# Homework Help: Simple solution?

1. Aug 20, 2008

### eskil

just looking for a quick solution for my equation, seems like my head is just working the wrong way coz I know it's not a hard one:

a2 + a2 = (a + 1)2

a = ?

2. Aug 20, 2008

### rock.freak667

a2+a2=2a2
expand the right side and then simplify.

3. Aug 20, 2008

### eskil

i don't believe that (a + 1)(a + 1) is 2a2
shouldn't that give a2 + 2a +1 ??

4. Aug 20, 2008

### NoMoreExams

$$a^{2} + a^{2} = (a+1)^{2}$$ simplifies to $$a^{2} + a^{2} = a^{2} + 2a + 1$$ which when you move everything over to one side becomes $$a^{2} - 2a - 1 = 0$$ which is easy enough to solve. Not sure how rock.freak got what he did.

Last edited: Aug 20, 2008
5. Aug 20, 2008

### snipez90

I'm sure he was simplifying the left side (how much simpler can it be?).
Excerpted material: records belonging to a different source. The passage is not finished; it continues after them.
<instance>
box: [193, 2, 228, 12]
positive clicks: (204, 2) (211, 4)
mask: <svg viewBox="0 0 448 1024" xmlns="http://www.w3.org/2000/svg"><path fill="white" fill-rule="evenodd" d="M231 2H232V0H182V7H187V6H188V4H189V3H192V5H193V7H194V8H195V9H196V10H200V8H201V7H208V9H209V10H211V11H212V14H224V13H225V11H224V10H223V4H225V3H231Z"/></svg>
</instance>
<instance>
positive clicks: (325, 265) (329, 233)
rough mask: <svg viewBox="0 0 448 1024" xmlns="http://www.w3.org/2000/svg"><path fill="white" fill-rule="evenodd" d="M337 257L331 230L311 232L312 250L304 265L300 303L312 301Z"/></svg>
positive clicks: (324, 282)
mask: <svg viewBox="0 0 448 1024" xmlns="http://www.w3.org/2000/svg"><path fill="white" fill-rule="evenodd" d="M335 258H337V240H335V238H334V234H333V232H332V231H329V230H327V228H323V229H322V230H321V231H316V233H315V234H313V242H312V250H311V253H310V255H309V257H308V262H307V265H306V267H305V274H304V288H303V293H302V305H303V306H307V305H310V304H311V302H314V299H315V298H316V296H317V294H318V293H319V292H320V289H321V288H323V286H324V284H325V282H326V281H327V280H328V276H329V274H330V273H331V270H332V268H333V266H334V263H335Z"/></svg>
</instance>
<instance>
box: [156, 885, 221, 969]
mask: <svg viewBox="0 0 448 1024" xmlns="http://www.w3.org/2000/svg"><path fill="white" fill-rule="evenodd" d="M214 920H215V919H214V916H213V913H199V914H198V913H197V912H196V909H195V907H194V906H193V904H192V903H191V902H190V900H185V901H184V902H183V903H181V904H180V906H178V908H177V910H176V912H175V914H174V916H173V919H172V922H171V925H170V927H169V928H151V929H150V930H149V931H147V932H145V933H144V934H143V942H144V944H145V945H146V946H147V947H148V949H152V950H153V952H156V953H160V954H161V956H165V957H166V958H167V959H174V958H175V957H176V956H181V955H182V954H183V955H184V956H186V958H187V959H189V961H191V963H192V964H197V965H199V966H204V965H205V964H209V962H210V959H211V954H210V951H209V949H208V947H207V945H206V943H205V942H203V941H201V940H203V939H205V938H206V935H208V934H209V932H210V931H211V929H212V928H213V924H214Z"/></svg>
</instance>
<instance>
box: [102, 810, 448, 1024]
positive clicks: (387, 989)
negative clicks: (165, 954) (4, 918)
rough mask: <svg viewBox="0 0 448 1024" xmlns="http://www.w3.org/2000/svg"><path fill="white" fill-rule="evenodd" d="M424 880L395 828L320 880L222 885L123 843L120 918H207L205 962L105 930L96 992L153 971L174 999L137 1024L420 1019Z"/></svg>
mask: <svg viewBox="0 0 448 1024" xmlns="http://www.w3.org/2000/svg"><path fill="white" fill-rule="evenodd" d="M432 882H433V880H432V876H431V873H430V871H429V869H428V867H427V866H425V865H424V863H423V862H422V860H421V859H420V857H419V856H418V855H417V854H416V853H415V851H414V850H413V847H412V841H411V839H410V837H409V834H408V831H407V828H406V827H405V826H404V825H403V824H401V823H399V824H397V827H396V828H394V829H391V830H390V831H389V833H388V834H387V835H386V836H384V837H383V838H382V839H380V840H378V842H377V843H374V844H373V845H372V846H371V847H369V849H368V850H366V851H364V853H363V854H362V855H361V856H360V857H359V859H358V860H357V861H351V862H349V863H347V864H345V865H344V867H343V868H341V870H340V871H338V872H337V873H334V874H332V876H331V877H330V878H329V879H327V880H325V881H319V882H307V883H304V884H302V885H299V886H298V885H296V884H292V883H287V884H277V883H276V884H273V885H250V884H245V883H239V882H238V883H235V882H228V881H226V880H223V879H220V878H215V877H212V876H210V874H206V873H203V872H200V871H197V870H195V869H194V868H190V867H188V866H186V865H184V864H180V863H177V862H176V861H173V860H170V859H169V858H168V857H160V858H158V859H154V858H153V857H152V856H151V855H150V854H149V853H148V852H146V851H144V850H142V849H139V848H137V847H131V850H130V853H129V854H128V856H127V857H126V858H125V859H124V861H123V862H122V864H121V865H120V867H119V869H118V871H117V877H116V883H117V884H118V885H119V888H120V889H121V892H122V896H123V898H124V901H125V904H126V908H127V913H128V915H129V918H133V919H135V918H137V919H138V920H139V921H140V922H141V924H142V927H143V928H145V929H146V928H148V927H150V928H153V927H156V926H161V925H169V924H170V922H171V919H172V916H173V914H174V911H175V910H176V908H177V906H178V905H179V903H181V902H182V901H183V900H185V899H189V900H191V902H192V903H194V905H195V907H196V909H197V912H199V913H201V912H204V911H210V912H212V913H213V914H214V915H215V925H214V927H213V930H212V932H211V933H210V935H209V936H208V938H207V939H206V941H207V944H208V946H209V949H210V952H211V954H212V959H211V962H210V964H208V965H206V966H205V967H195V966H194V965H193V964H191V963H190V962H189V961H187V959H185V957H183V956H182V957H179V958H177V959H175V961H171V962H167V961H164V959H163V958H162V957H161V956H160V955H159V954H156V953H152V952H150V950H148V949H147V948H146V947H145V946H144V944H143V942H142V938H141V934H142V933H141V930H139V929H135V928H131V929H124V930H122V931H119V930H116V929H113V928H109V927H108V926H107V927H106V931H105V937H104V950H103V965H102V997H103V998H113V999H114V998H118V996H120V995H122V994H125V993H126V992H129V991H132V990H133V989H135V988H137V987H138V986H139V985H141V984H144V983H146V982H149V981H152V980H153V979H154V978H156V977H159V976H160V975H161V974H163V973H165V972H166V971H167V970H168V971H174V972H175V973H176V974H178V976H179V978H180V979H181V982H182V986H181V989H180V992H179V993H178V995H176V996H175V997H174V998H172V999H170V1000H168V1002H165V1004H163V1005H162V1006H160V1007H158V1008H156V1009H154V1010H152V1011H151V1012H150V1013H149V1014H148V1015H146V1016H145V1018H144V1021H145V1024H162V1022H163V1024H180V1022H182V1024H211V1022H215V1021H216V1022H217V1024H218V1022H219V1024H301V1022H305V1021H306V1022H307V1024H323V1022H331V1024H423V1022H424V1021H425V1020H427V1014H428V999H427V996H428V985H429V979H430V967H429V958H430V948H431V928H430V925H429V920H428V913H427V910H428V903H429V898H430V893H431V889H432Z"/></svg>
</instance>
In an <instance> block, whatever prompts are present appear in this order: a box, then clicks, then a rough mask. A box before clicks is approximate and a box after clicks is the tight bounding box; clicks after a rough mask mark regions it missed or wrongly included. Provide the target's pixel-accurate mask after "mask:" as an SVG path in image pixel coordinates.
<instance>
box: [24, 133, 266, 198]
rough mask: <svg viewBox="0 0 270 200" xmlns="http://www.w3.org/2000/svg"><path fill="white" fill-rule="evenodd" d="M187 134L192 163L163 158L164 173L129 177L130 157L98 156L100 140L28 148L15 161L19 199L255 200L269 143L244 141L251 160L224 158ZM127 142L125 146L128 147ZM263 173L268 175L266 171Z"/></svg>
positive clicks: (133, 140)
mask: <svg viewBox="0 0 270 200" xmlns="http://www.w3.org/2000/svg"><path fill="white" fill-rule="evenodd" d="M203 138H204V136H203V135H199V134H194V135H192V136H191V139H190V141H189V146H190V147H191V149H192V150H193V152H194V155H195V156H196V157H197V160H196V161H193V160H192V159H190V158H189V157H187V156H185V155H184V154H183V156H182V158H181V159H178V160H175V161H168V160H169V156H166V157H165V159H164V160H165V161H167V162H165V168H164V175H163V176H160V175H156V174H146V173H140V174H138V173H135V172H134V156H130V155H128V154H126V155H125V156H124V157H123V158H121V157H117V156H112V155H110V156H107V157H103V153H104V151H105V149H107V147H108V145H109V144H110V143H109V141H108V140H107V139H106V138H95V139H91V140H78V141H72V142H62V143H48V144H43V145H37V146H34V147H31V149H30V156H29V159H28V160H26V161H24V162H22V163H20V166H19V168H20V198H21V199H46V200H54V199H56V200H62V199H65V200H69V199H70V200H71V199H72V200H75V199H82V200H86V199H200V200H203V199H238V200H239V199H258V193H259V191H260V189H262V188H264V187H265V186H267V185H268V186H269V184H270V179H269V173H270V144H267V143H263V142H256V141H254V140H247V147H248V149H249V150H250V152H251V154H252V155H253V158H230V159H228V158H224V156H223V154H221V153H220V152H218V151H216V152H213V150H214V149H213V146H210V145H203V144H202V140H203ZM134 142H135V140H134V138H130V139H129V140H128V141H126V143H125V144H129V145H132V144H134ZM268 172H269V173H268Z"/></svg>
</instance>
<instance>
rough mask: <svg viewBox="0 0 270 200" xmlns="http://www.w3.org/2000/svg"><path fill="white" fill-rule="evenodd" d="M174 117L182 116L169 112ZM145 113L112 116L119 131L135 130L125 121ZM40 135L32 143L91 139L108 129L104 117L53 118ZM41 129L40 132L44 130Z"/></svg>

Then he said expand the RHS and rearrange to solve.

6. Aug 20, 2008

### eskil

solved it now

a2 + a2 = a2 + 2a + 1

0 = -a2 + 2a + 1

a1 = 1 + sq.root of 2
a2 = 1 - sq.root of 2

a2 is negative therefore a1 is the right answer

which gives a = 2,41

7. Aug 20, 2008

### NoMoreExams

Why can't a be negative?

On the LHS you had $$a^{2} + a^{2} = (1 - \sqrt{2})^{2} + (1 - \sqrt{2})^{2} = 1 - 2 \sqrt{2} + 2 + 1 - 2 \sqrt{2} + 2 = 6 - 4 \sqrt{2}$$

However on the RHS you had $$(a+1)^{2} = (1 - \sqrt{2} + 1)^{2} = (2 - \sqrt{2})^{2} = 4 - 4 \sqrt{2} + 2 = 6 - 4 \sqrt{2}$$

Note also that the "simpler" way to do this would be to rewrite it as

$$2a^{2} = (a+1)^{2} \Rightarrow \sqrt{2} |a| = |a + 1|$$ and examine the appropriate regions to get rid of | |.

8. Aug 20, 2008

### eskil

The reason why it cannot be negative is that the origin of the problem was to determine the length of all sides of a likesided triangle thus can't be negative.

I still think that using the quadratic equation is the simplest way of solving it.